乔治(Tim Roth 蒂姆•罗素 饰)和安(Naomi Watts 娜奥米•沃茨 饰)带着儿子和爱犬来到城外岛某别墅度假,原本美好的假期却被两个不速之客破坏。两个打扮拘谨,文质彬彬的年轻人敲开乔治的房门,向他们借鸡蛋。安热情地接待他们,然而鸡蛋一次次被有意无意打破,他们的电话也被碰倒水中。安的忍耐到了极限,命令他们离开自己的房子。
年轻人非但不听,反而变本加厉,开始对乔治一家展开毫不留情的折磨与屠杀……
本片荣获2008年少年好莱坞奖一种视角最佳男主角奖(Brady Corbet)。
对话文本:(系普特网友整理,文本只包括旁白影评部分,不包括电影原声。)
Funny Games is one of the more repellent and disturbing movies I've seen in quite some time. I suspect that Michael Haneke might take those words as compliment or at least as affirmations that he is doing what he's set out to do.

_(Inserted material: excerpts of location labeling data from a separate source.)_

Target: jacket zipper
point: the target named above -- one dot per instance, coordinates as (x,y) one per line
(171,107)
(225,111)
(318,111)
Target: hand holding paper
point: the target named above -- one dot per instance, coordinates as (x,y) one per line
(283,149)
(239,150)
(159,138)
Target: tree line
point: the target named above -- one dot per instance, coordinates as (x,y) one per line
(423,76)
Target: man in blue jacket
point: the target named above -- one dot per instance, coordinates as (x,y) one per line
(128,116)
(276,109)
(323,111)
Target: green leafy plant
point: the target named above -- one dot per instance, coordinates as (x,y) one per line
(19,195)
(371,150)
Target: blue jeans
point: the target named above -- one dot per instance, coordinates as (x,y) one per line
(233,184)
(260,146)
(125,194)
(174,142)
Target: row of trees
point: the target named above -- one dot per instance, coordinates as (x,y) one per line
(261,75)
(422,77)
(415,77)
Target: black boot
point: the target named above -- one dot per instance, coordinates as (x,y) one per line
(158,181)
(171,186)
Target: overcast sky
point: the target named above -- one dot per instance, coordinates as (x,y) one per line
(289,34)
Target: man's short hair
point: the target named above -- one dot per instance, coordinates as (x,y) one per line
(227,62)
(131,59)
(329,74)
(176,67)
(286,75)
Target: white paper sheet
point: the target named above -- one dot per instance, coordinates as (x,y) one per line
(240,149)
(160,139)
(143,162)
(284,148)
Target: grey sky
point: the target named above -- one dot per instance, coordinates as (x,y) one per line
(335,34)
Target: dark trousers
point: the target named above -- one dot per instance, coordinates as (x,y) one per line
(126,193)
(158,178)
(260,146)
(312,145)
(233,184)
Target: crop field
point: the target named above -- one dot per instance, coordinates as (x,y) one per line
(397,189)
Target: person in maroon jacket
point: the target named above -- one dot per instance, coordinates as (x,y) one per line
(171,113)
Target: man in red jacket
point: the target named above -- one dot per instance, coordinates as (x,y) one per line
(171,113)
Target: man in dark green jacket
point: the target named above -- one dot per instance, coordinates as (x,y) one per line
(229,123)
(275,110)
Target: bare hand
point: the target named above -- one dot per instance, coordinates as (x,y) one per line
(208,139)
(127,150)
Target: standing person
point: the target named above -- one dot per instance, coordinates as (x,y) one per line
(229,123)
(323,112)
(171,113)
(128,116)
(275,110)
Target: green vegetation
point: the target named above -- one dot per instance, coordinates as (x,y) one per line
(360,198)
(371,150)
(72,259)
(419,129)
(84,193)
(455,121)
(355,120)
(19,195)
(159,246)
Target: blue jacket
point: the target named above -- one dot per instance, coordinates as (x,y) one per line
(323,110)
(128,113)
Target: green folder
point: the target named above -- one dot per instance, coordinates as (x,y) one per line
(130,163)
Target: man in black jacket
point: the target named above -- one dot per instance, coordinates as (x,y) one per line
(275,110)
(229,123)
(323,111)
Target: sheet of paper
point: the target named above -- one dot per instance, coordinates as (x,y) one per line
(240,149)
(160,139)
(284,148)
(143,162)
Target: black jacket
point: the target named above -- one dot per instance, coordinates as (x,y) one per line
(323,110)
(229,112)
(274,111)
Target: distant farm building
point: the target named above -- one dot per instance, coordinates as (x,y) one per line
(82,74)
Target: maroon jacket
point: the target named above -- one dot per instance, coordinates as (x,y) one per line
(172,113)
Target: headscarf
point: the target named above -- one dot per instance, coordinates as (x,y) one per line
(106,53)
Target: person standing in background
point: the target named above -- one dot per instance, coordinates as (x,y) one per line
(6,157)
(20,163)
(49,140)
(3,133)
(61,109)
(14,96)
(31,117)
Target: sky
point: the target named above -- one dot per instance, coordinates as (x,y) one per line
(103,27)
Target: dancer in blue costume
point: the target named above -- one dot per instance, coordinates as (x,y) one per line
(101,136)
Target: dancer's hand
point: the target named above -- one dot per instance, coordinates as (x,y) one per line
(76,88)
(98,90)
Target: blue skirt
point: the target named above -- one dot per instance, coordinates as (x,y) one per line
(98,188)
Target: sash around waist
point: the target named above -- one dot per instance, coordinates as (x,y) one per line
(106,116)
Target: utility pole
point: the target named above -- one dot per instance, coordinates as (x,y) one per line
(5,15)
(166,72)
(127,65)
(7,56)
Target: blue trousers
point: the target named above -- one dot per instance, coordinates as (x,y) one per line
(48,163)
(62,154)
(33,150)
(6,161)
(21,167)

In some way, this is a straightforward slasher film. You have a bunch of attractive, innocent people who are tied up, abused, tortured, beaten, made to beg for their lives. But this movie also has, or I would say, pretends to have, a much loftier and more critical, intellectual and artistic agenda. It doesn't want to just reproduce dread and horror, but it wants to rub our faces in it and expose our, I mean in particular an American movie audience's, moral complicity, our voyeurism, the relish with which we consume spectacles of suffering and pain and violent brutality. And it wants to make us feel ashamed and guilty and queasy about that appetite.
I don't think Haneke really lends very many of his criticisms. This movie I don't think succeeds in really disturbing the audience and getting us to think about what we are looking at. Instead, it just functions as a kind of highbrow exploitation film that allows you to enjoy what it's doing while also pretending that, you know, you're doing something more serious or self-reflective.
I'm no big fan of movies like the Saw movies or the Hostel franchise that were sometimes called "torture porn." But I have to say that those films have a lot more integrity, a lot more honesty about their intentions, and maybe a lot more self-awareness and self-critical potential than Michael Haneke's Funny Games, which is a very smug, complacent, arch, superior movie that tries to rub our noses in our own experience other than make us somehow responsible for it. But we're not in fact responsible for it, Michael Haneke is responsible for it, and he's responsible for perpetrating, I think, one of the bigger cinematic frauds of the year.